What we're saying isn't don't build E tickets; just that big theater productions are, in some ways, more helpful at reallocating existing park capacity than new rides are.
When MMRR opens, it will help to a degree with the other lines, but that will be more than negated by the large number of people that will be drawn to the park to experience the shiny new ride. And since any new ride (no matter what it is) can't handle that demand all by itself, the massive crowd of people will inevitably spread into other lines too.
BUT a show in the Fantasyland Theater is all upside, taking thousands of people off of the midway, but it's also not the sort of thing that people are going to travel to the park specifically to experience. Much in the same way that after awhile no one was coming to the park specifically to watch Soundsational, but Soundsational could still take a little bit of heat off of the ride lines for awhile.

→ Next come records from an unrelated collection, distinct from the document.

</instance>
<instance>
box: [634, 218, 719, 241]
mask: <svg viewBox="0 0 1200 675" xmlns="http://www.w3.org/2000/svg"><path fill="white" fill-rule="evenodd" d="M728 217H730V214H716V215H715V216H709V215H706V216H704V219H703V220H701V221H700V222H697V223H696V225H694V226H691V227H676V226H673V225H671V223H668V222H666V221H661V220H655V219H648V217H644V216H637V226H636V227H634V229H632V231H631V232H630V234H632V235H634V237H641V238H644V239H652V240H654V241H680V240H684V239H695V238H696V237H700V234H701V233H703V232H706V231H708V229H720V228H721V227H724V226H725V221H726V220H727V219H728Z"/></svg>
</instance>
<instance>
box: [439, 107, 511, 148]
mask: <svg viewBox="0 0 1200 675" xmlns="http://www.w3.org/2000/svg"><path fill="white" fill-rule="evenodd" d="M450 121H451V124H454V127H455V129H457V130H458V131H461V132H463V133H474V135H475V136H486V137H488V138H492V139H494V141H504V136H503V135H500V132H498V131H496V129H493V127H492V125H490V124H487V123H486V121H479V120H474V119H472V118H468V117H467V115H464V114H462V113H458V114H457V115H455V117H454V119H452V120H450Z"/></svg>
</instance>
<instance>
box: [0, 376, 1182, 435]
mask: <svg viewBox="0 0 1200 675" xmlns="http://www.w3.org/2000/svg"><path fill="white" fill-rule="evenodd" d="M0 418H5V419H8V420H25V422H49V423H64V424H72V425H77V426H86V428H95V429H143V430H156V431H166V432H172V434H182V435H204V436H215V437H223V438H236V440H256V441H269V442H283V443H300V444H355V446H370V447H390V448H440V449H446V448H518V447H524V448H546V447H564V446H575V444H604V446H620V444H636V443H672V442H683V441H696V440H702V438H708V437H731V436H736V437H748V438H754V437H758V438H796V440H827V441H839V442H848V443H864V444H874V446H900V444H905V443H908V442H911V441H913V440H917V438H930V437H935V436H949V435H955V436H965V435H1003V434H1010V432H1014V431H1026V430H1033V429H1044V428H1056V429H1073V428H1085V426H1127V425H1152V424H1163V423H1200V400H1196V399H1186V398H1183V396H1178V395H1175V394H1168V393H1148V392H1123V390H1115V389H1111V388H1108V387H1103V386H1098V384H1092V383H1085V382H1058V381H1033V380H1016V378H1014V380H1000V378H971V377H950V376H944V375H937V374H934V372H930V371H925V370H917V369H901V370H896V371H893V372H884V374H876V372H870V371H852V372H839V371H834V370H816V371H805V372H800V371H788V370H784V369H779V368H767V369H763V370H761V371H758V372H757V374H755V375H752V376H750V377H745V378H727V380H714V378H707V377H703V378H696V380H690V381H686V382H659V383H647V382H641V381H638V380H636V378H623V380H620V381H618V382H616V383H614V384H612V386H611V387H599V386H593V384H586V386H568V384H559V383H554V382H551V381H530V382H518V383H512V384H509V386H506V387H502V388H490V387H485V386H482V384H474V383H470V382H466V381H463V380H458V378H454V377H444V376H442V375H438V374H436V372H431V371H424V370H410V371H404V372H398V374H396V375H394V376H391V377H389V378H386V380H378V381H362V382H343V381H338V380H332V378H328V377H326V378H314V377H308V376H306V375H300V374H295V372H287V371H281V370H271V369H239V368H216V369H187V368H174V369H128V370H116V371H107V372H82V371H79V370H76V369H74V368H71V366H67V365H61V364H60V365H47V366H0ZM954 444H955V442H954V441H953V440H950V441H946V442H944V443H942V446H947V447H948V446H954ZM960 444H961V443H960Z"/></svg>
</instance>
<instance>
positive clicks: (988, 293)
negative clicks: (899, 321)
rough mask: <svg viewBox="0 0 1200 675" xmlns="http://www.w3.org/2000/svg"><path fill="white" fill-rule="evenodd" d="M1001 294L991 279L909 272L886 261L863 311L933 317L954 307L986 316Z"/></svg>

Part of the reason WDW in general and DHS in particular has all of those shows even though they're older than dirt is that they effectively take people off of midways and out of ride lines. No one's paying $170 to go to DHS to watch Indiana Jones Stunt Spectacular, true, but thousands of people watching that means there are thousands less in front of you for ROTR. Which is why it's really a shame that apart from Fantasyland Theater and Hyperion, Disneyland just doesn't do these sorts of shows. Sure, they'd have to change them out (a win for the consumer but probably annoying for DLR, hence why they don't happen much), but if DLR had a number of big production shows going every day in the afternoon, all of them soaking up thousands, you'd feel a difference in crowding level.
So both new rides and big shows are helpful for crowds in different ways, even if they have different levels of drawing power.